I know OpenVZ and zen are different. But i always thought KVM was like a virtual dedicated VPS that had allocated access that could not be shared.
Or have i got it all wrong?
Comments
KVM cpu can be shared and multiple people can be using the same core
KVM is not necessarily dedicated but this is the preferred virtualization for dedicated core VPS
AFAIK a provider can - and most do - allocate and sell a 'vCore' that's only a part of a hardware thread. And btw, AFAIK '2 vCores' does not mean that they are on the same physical core.
TL;DR 'vCore' seems to pretty much mean whatever a provider pleases it to mean.
I had a dual sixcore dedicated server, and I created 40 quad-core KVM virtual machines out of it.
The 12 physical cores are shared among 160 virtual cores.
Sometimes we make a careful choice between price and performance.
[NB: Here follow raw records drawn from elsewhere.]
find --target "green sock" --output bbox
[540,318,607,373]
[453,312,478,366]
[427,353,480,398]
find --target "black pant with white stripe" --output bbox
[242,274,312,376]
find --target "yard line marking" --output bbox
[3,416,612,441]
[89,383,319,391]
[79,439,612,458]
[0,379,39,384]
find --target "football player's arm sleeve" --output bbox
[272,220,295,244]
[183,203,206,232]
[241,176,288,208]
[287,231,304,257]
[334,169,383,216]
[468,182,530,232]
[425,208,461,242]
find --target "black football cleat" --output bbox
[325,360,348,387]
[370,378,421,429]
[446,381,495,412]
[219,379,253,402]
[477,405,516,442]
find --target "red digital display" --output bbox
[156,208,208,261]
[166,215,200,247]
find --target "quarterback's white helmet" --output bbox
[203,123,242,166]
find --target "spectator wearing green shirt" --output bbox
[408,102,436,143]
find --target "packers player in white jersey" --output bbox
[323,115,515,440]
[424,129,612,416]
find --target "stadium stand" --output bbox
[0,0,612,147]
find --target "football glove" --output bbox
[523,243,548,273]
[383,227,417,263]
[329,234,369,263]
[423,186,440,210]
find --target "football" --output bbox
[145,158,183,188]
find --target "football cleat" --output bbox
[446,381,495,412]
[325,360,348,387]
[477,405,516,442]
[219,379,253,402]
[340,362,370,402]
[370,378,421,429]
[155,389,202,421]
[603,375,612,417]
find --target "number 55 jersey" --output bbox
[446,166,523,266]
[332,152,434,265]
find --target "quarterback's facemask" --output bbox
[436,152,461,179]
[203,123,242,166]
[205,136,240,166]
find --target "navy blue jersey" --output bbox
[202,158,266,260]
If all resources in KVM are dedicated, the skyrocketing costs will leave us no VPS to play with, and the forum may have to change the name to "High-End-Talk", which I personally dislike.
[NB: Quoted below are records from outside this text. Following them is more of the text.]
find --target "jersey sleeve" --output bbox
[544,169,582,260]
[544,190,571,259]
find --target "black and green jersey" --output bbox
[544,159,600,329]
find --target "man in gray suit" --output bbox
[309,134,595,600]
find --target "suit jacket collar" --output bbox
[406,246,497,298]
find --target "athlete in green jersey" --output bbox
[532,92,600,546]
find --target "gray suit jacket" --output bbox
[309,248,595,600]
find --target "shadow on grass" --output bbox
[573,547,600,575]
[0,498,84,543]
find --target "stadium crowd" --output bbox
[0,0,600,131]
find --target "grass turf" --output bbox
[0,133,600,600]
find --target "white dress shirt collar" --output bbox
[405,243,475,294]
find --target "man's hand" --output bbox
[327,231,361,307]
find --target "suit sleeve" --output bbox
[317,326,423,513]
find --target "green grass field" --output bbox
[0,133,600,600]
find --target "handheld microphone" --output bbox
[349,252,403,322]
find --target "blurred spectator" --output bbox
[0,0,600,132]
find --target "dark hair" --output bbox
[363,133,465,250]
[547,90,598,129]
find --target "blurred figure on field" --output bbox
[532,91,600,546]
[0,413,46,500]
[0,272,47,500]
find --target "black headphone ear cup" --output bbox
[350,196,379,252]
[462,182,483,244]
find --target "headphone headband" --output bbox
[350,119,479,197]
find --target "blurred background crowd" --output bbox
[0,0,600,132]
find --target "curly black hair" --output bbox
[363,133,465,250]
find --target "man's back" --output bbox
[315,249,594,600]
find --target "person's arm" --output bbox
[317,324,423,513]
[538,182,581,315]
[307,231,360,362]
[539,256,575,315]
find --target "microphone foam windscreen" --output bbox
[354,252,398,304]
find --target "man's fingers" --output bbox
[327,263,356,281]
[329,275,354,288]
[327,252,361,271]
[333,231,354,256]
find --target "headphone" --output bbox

There's no price involved in the said sserver.
It is for educational use.
Each student in computer networking class receives two virtual machines to play with.
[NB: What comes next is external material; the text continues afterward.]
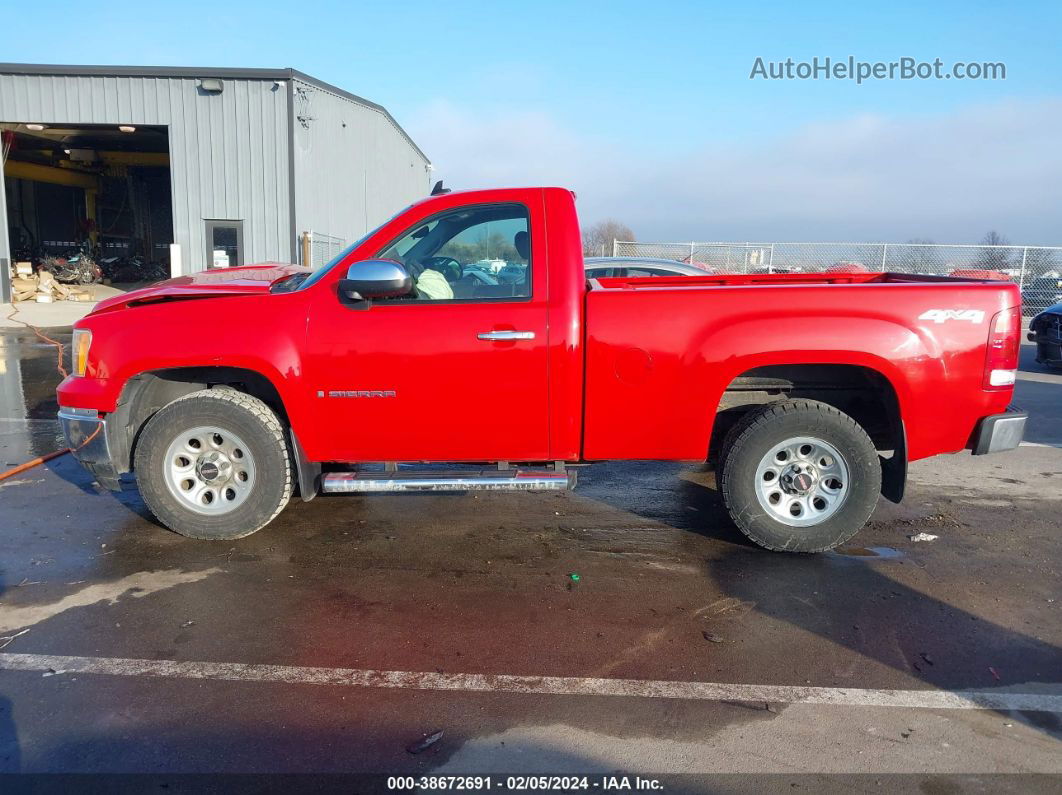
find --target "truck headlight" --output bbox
[70,328,92,376]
CPU is massively oversold.
Students are advised not to wait until the last day to do their assignments.
Even if they are doing the assignment on the last day,
make
a small C file takes a fraction of a second, so we are fine.RAM is dedicated.
There's 96GB on the host machine, and 1GB on each virtual machine.
We do better than Boomer.
HDD is slightly oversold.
There's 1TB on the host machine, and 40GB on each virtual machine.
There are created as differential disks.
All the virtual machine share a parent disk that is the OS image I made with compilers etc already installed, auto update disabled, swap disabled.
Only sectors written into would consume space on the host.
Since the freshmen aren't taught to
apt-get
, they wouldn't use up too much space.